Types of Mixed Farming

 

Mixed farming can be classified into eight types. Check it out.

1. Subsistence Farming

 

Farming for subsistence means harvesting food to meet the needs of a family on a small holding, almost without excess. It focuses on farm yield for endurance and generally nearby needs, with almost no excess.

 
2. Shifting Agriculture    

 

Changing Agriculture involves developing plots of land quickly. After the unsettling influence, the cultivator continued on to another plot while neglected vegetation developed unreservedly.

3. Plantation Agriculture

 

A plantation is a business that produces a single crop all year long. It takes a lot of time and money to cultivate this kind of crop. In addition, the yield creation might also be handled on the farm where it is produced or in neighboring production lines.

4. Intensive Farming 

The intensive farming process is something of an agribusiness, both in plant and animal production, with higher levels of data and results per unit of agricultural land. This can be termed Intensive cultivation, traditional farming, or modern farming, in addition to conventional farming.

5. Dry Agriculture

The dryland cultivation and agriculture of the dryland include methods for developing harvests without water. The practice of dryland farming is related to the conditions of drylands, which are characterized by alternating cool, wet seasons and warm, dry seasons.

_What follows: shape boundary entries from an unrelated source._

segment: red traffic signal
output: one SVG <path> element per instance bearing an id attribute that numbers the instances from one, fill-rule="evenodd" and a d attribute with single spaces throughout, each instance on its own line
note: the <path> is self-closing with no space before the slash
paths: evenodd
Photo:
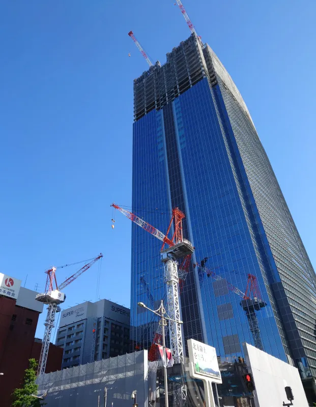
<path id="1" fill-rule="evenodd" d="M 251 373 L 247 373 L 247 374 L 244 374 L 244 380 L 246 383 L 247 388 L 249 391 L 253 391 L 253 390 L 255 390 L 252 375 Z"/>

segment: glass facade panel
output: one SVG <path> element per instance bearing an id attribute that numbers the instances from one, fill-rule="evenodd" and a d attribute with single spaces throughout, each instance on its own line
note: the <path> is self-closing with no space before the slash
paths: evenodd
<path id="1" fill-rule="evenodd" d="M 181 294 L 185 339 L 232 361 L 247 342 L 315 376 L 316 278 L 247 107 L 194 35 L 167 59 L 134 81 L 132 205 L 163 232 L 173 208 L 186 214 L 195 252 Z M 165 295 L 160 246 L 133 225 L 132 336 L 141 348 L 157 321 L 137 302 Z M 249 274 L 260 306 L 232 290 L 245 292 Z"/>

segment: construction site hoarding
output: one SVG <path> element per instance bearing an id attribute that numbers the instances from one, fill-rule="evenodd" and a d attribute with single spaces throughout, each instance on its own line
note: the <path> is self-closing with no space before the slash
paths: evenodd
<path id="1" fill-rule="evenodd" d="M 215 348 L 194 339 L 188 339 L 188 349 L 191 376 L 221 383 Z"/>
<path id="2" fill-rule="evenodd" d="M 148 405 L 148 352 L 141 351 L 80 365 L 38 377 L 38 394 L 48 407 L 129 407 L 137 391 L 138 405 Z"/>

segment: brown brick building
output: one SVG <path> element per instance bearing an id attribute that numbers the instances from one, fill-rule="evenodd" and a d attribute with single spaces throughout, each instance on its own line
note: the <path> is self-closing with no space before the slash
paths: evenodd
<path id="1" fill-rule="evenodd" d="M 22 382 L 28 359 L 35 358 L 38 360 L 42 346 L 40 340 L 35 340 L 39 316 L 43 307 L 35 300 L 37 293 L 21 287 L 14 298 L 13 290 L 8 290 L 8 297 L 4 289 L 8 289 L 5 286 L 10 286 L 7 280 L 5 284 L 4 280 L 0 284 L 0 372 L 4 373 L 0 376 L 2 407 L 11 406 L 11 394 Z M 19 280 L 11 281 L 14 286 L 14 283 Z M 46 372 L 60 370 L 63 351 L 51 344 Z"/>

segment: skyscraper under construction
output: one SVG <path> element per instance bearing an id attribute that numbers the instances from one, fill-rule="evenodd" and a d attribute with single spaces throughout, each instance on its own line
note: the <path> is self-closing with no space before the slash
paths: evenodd
<path id="1" fill-rule="evenodd" d="M 245 102 L 210 46 L 193 33 L 135 79 L 134 119 L 133 212 L 165 231 L 179 207 L 195 247 L 181 289 L 185 339 L 232 360 L 251 343 L 296 366 L 311 388 L 315 273 Z M 131 334 L 141 348 L 157 321 L 137 303 L 157 308 L 165 296 L 160 243 L 133 224 Z M 248 300 L 239 295 L 247 283 Z"/>

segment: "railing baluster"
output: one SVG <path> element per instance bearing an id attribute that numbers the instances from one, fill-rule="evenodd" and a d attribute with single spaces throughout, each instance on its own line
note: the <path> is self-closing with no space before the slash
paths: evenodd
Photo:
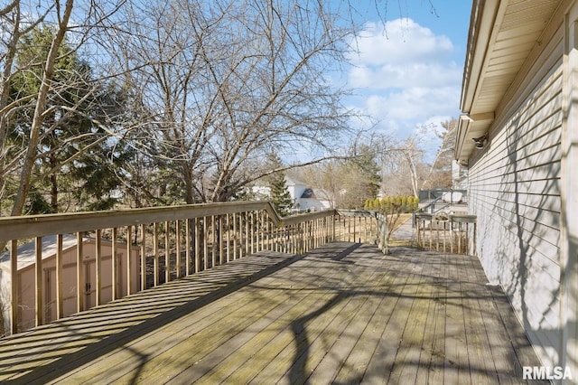
<path id="1" fill-rule="evenodd" d="M 77 232 L 77 245 L 76 245 L 76 309 L 77 312 L 84 310 L 84 263 L 82 261 L 82 232 Z"/>
<path id="2" fill-rule="evenodd" d="M 207 217 L 202 219 L 202 233 L 203 233 L 203 260 L 204 260 L 204 269 L 209 268 L 209 224 L 207 223 Z"/>
<path id="3" fill-rule="evenodd" d="M 121 296 L 119 295 L 119 288 L 118 288 L 118 275 L 120 274 L 117 271 L 117 264 L 118 264 L 118 258 L 117 258 L 117 253 L 118 252 L 117 250 L 117 228 L 113 228 L 112 229 L 112 244 L 110 245 L 110 250 L 111 250 L 111 265 L 110 265 L 110 274 L 111 274 L 111 280 L 112 280 L 112 299 L 115 300 L 117 298 L 119 298 Z"/>
<path id="4" fill-rule="evenodd" d="M 238 239 L 238 233 L 237 233 L 237 221 L 238 221 L 238 215 L 236 212 L 233 212 L 233 259 L 237 259 L 237 239 Z"/>
<path id="5" fill-rule="evenodd" d="M 114 253 L 113 253 L 114 255 Z M 146 225 L 141 223 L 141 290 L 146 288 Z"/>
<path id="6" fill-rule="evenodd" d="M 18 274 L 18 240 L 10 242 L 10 331 L 13 334 L 18 333 L 18 287 L 20 286 L 20 275 Z"/>
<path id="7" fill-rule="evenodd" d="M 133 227 L 126 226 L 126 294 L 131 295 L 135 293 L 133 289 Z"/>
<path id="8" fill-rule="evenodd" d="M 102 268 L 102 243 L 101 243 L 101 230 L 97 230 L 97 239 L 95 240 L 95 284 L 97 286 L 95 291 L 95 305 L 98 306 L 100 305 L 100 289 L 102 288 L 102 282 L 100 280 L 101 268 Z"/>
<path id="9" fill-rule="evenodd" d="M 36 237 L 34 255 L 36 265 L 34 268 L 34 309 L 36 326 L 42 324 L 42 237 Z"/>
<path id="10" fill-rule="evenodd" d="M 200 271 L 200 239 L 199 237 L 199 218 L 195 218 L 195 273 Z"/>
<path id="11" fill-rule="evenodd" d="M 174 231 L 175 231 L 175 252 L 176 252 L 176 260 L 174 264 L 174 268 L 177 270 L 176 277 L 177 279 L 182 277 L 181 274 L 181 221 L 176 220 L 174 224 Z"/>
<path id="12" fill-rule="evenodd" d="M 171 223 L 164 222 L 164 282 L 171 282 Z"/>
<path id="13" fill-rule="evenodd" d="M 62 234 L 56 236 L 56 318 L 64 316 L 64 298 L 62 296 Z M 48 289 L 50 290 L 50 288 Z"/>
<path id="14" fill-rule="evenodd" d="M 191 274 L 191 252 L 192 245 L 191 245 L 191 219 L 187 218 L 185 220 L 185 232 L 186 232 L 186 251 L 185 251 L 185 276 L 189 276 Z"/>
<path id="15" fill-rule="evenodd" d="M 153 274 L 154 274 L 153 283 L 155 286 L 159 286 L 161 275 L 159 268 L 159 223 L 154 222 L 153 225 Z"/>
<path id="16" fill-rule="evenodd" d="M 227 262 L 230 262 L 231 260 L 231 231 L 230 231 L 230 215 L 227 214 L 227 220 L 225 226 L 227 228 Z"/>

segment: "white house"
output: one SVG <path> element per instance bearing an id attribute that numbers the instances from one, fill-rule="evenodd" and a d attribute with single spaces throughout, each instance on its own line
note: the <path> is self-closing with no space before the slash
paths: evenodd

Additionally, they occur in bone-dry conditions, in areas prone to dry spells, and in areas with limited water supplies.

6. Mixed and Multiple Agriculture

The practice of growing at least two yields in a similar area during one growing season is known as mixed agriculture or multicropping in horticulture. Intercropping occurs when several yields are developed simultaneously. Farmer’s harvest efficiency and income are multiplied with the help of this editing framework.

7. Crop Rotation

Crop rotation refers to the practice of establishing multiple harvests consecutively in a similar plot of land to enhance soil wellbeing, reduce weed pressure, and streamline supplements in the soil. There may be a few harvests during a short rotation, but at least twelve during a complex rotation.

8. Terrace Cultivation

Globally, terrace cultivation encompasses a variety of “steps” that are created in different locations. The method of cultivating farmers uses “steps” incorporated into mountains or slopes. Planting yields differ on each level. Instead of washing the supplements ceaselessly in the soil when it rains, they are conveyed upward when it rains.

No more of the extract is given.